El boulder —escalada en bloque sin cuerda— tiene en el exterior su versión más auténtica. Lejos de las paredes de resina, los bloques de granito, arenisca o gneis ofrecen una experiencia táctil y espacial imposible de replicar artificialmente. La lectura del terreno, la adaptación a la roca viva y la conexión con el entorno son parte inseparable del juego.
Qué es un problema de boulder
En argot escalador, un "problema" es una secuencia corta de movimientos —generalmente de tres a quince— que permite ir de una posición inicial hasta una presa de finalización o "top". Los problemas se gradúan en la escala de Fontainebleau (de 3 a 9A) o en la escala V americana (de V0 a V17).
A diferencia de las rutas largas, el boulder se resuelve por prueba y error: el escalador intenta el movimiento, cae sobre el crash pad, analiza el error y repite con ajustes.

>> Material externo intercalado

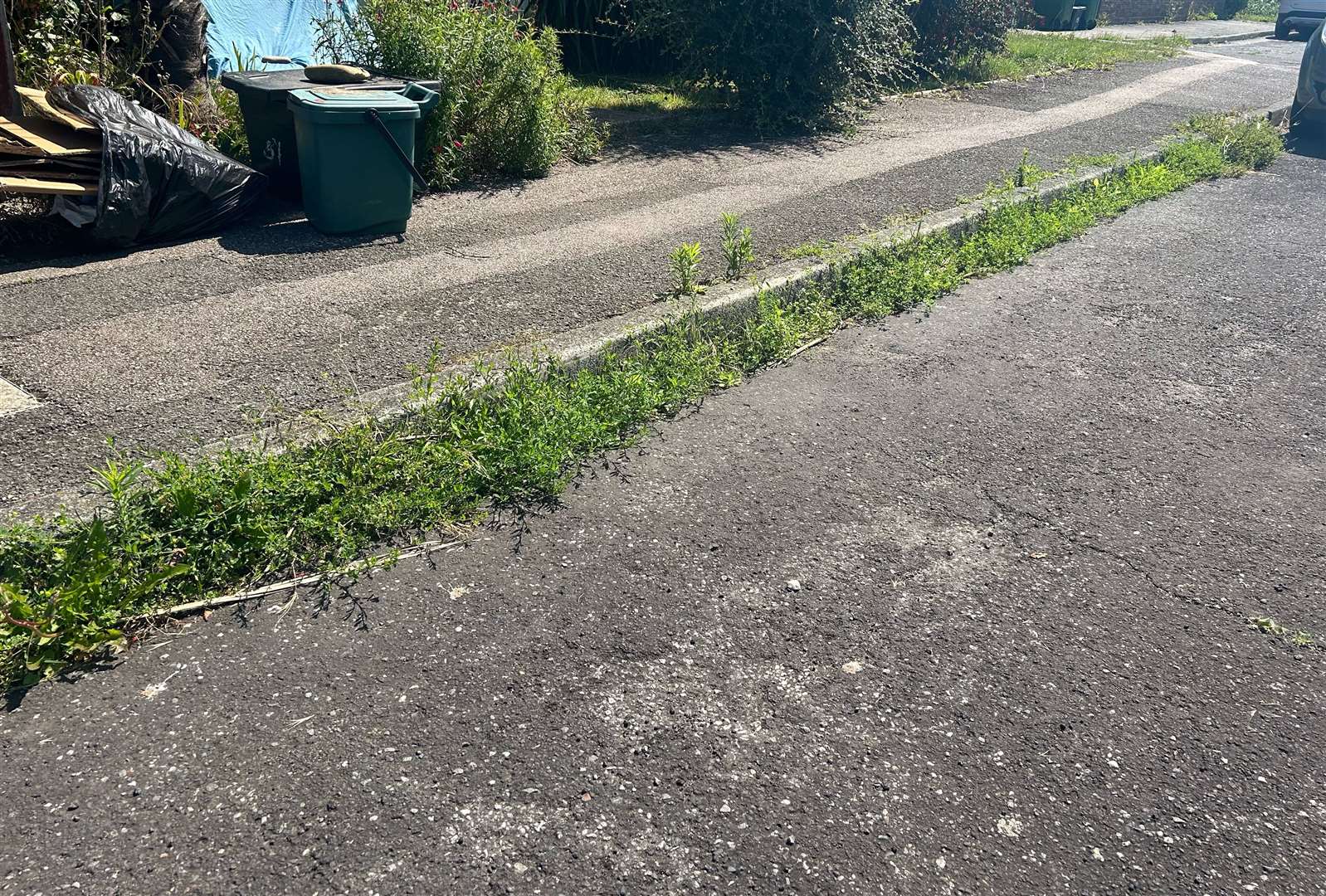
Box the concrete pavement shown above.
[0,41,1299,512]
[0,119,1326,896]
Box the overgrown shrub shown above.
[9,0,159,91]
[909,0,1018,77]
[319,0,602,187]
[634,0,915,130]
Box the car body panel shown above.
[1275,0,1326,31]
[1293,25,1326,124]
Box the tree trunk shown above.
[0,0,22,118]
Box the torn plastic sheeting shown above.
[49,84,266,246]
[202,0,358,77]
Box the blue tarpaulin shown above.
[202,0,357,75]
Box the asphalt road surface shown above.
[0,40,1302,512]
[0,103,1326,896]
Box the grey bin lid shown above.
[289,87,419,120]
[222,69,439,106]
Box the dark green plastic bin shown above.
[289,85,437,235]
[222,69,437,197]
[1031,0,1073,31]
[1078,0,1100,31]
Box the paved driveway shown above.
[0,41,1299,510]
[0,109,1326,896]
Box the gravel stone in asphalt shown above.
[0,41,1302,512]
[0,131,1326,896]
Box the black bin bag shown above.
[49,84,266,246]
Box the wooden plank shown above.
[0,117,100,155]
[18,87,100,131]
[0,164,100,183]
[0,134,45,157]
[0,176,97,196]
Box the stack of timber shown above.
[0,87,100,196]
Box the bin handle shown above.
[363,109,428,192]
[401,80,441,115]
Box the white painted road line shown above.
[0,377,40,417]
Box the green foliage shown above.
[668,242,701,295]
[9,0,159,91]
[634,0,915,130]
[572,77,721,111]
[1248,616,1319,647]
[1235,0,1280,22]
[317,0,603,187]
[909,0,1018,77]
[1213,0,1248,18]
[151,80,249,164]
[723,212,754,280]
[1182,114,1284,173]
[970,32,1188,84]
[0,120,1265,681]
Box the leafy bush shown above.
[9,0,159,90]
[319,0,602,187]
[1213,0,1248,18]
[909,0,1017,77]
[634,0,915,130]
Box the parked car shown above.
[1275,0,1326,40]
[1289,24,1326,131]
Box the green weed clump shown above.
[0,118,1269,683]
[668,242,703,295]
[721,212,754,280]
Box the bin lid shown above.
[289,87,419,118]
[222,69,437,106]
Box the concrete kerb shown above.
[300,104,1289,429]
[23,104,1289,512]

Este proceso —metodológico, creativo y físicamente exigente— es lo que convierte al boulder en una de las disciplinas más adictivas de la escalada.
Equipamiento necesario
El equipamiento para boulder exterior es mínimo pero esencial: - Crash pads: colchonetas de espuma de alta densidad que amortiguan las caídas. Es habitual llevar dos o tres para cubrir la zona de caída. - Zapatillas de boulder: ajustadas, con suela de fricción y perfil agresivo para bloques de dificultad, o más cómodas para iniciación. - Magnesio: carbonato de magnesio en polvo o en bloque para mejorar la adherencia. - Cepillo de cerdas suaves: para limpiar las presas sin dañar la roca.
El código ético en roca
El boulder exterior exige responsabilidad ambiental. Limpiar el magnesio sobrante, no cepillar con fuerza excesiva las presas naturales, respetar la fauna local y no abrir senderos de acceso fuera de los existentes son prácticas básicas para mantener los sectores en buen estado durante generaciones.
Cada problema tiene su historia. Respétala.